Chillers are large industrial cooling systems that, when they don’t run efficiently, contribute a tremendous amount to the ongoing climate crisis. This is because poorly running systems around the world use an increased amount of electricity.

A new report on the World Economic Forum from the United Kingdom on sustainable business leadership says “Company leaders are taking greater interest in climate action – thanks to ‘the Greta effect’…the biggest potential opportunity is energy efficiency”

End users are experiencing an increasing demand from their clients to improve on chiller efficiency. They are also under pressure from their external auditors to lower their carbon footprint and to even become carbon neutral.

Some of the ways that chiller companies help end users with their goals are:

• To ensure that all heat exchangers are clean so that they can transfer heat more effectively.

• Carry out refrigerant leak checks at pre defined intervals as per the F-gas leak testing guidelines.
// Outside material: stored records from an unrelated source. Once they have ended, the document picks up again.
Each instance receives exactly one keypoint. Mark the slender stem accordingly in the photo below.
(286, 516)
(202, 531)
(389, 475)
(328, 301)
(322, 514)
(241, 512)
This decreases the loss of the HFC refrigerant running in the systems into the atmosphere.

Although these HFC refrigerants are being phased down to 21% by 2030, they are still commonplace in the market. A popular refrigerant that is used in chillers is R407c, it is 1774 times worse than CO2 for global warming.

One of the companies at the forefront of the climate crisis in their industry is Maximus Chillers in the United Kingdom. They have recently written an article called Chiller Efficiency which goes into detail on this subject.

Keeping alive the climate target of 1.5 degrees by the end of the century is why efficiency is of critical importance. It will be a significant contribution if all of the chillers that are running around the world over the next 79 years are using less electricity and are leaking less refrigerant.